Información sobre pedidos
| Nombre del producto | Número de catálogo | UNIDAD | Precio | CANTIDAD | Favoritos | |
Plásmido Doble Nickase (h) LRP1B | sc-404088-NIC | 20 µg | $410.00 | |||
Plásmido Doble Nickase (h2) LRP1B | sc-404088-NIC-2 | 20 µg | $410.00 |
LRP1B codifica un gran receptor endocítico de la familia de receptores de LDL que participa en la internalización mediada por clatrina y en el tráfico de ligandos extracelulares y complejos receptor. A través de sus funciones en el recambio de membrana y el reciclaje de receptores, LRP1B puede influir en la actividad de proteasas en la superficie celular, en las interacciones con la matriz extracelular y en redes de señalización posteriores vinculadas a la adhesión y la migración celular. La alteración de la función de LRP1B se ha asociado con la disrupción de la homeostasis celular y con firmas de inestabilidad genómica observadas en múltiples tipos de tumores. Como resultado, LRP1B se estudia con frecuencia en el contexto de la biología epitelial, la genética del cáncer y los mecanismos que gobiernan la captación mediada por receptores y la modulación de la señalización.
LRP1B El plásmido de doble nicasa (h) consiste en un par de plásmidos emparejados diseñados para la edición de alta especificidad del locus LRP1B en líneas celulares human. Cada plásmido expresa una nicasa Cas9 D10A y un ARN guía específico (sgRNA) dirigido a cadenas de ADN opuestas dentro de LRP1B. Cuando se dirigen a sitios adyacentes en cadenas de ADN opuestas, las dos nicasas generan cortes en cadena simple desplazados que, juntos, producen una rotura de doble cadena escalonada, lo que requiere una actividad coordinada sobre el objetivo por parte de ambas guías. La rotura de ADN resultante se resuelve mediante vías de reparación celular endógenas, más comúnmente a través de la unión de extremos no homólogos (NHEJ), lo que da lugar a inserciones o deleciones que alteran la función de LRP1B. Al requerir la participación de dos ARN guía en el locus diana, el enfoque de doble corte mejora la especificidad de la edición y proporciona una estrategia CRISPR complementaria para aplicaciones en las que se desea un control adicional sobre la precisión de la orientación.

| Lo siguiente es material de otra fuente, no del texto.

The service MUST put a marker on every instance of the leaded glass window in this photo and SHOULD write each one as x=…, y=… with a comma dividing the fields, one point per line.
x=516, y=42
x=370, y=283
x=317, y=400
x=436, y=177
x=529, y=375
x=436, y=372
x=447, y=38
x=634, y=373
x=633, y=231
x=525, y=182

Para facilitar la identificación eficiente de las células editadas, un plásmido codifica GFP para la visualización fluorescente de las poblaciones transfectadas, mientras que el plásmido complementario lleva un gen de resistencia a la puromicina para la selección con antibióticos. En conjunto, estas características facilitan el enriquecimiento eficiente de las poblaciones cotransfectadas y simplifican la validación de los clones con LRP1B alterado.
Sólo para uso en investigación. No destinado a uso diagnóstico o terapéutico.